Function passed as an argument returns none

Rustom Mody rustompmody at gmail.com
Thu Oct 2 07:38:32 EDT 2014


On Thursday, October 2, 2014 1:30:03 PM UTC+5:30, Steven D'Aprano wrote:
> Chris Angelico wrote:

> > wrote:
> >> So by now you know there are 2 kinds of return:
> >> So the morals in short:
> >> 1. Stick to the return that works -- python's return statement --
> >> and avoid the return that seems to work -- the print statement
> > Please. There are not two types of return; there are two completely
> > different things here. Don't pretend that print is a bad form of
> > return. It isn't.

> I strongly agree with Chris here. The OP's problem was due to confusion
> between print and return, and the solution is to learn the difference
> between printing output to the screen and returning values from a function,
> and under what circumstances Python will automatically print said returned
> values as a convenience. Conflating the two as "2 kinds of return" is an
> invitation to even more confusion: "which was the 'good' return again?".
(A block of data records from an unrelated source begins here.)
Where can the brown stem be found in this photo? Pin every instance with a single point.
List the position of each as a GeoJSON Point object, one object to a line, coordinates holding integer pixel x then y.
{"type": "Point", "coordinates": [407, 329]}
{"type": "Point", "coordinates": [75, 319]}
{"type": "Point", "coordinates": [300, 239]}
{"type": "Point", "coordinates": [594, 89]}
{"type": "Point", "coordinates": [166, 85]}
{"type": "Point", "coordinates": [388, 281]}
Right and the OP subject as well as post are essentially that conflation:

> Any idea why 'None' is getting passed even though calling the donuts(4)
> alone returns the expected value?

And further if you consider that the explanations have aided, here's the most
recent 'conclusion':

> * return 'Number of donuts: ',count    returns a tuple like:
> ('Number of donuts: ',9)

> * To just print the string without returning it as tuple , use string
> formatting. 

You find this understanding satisfactory??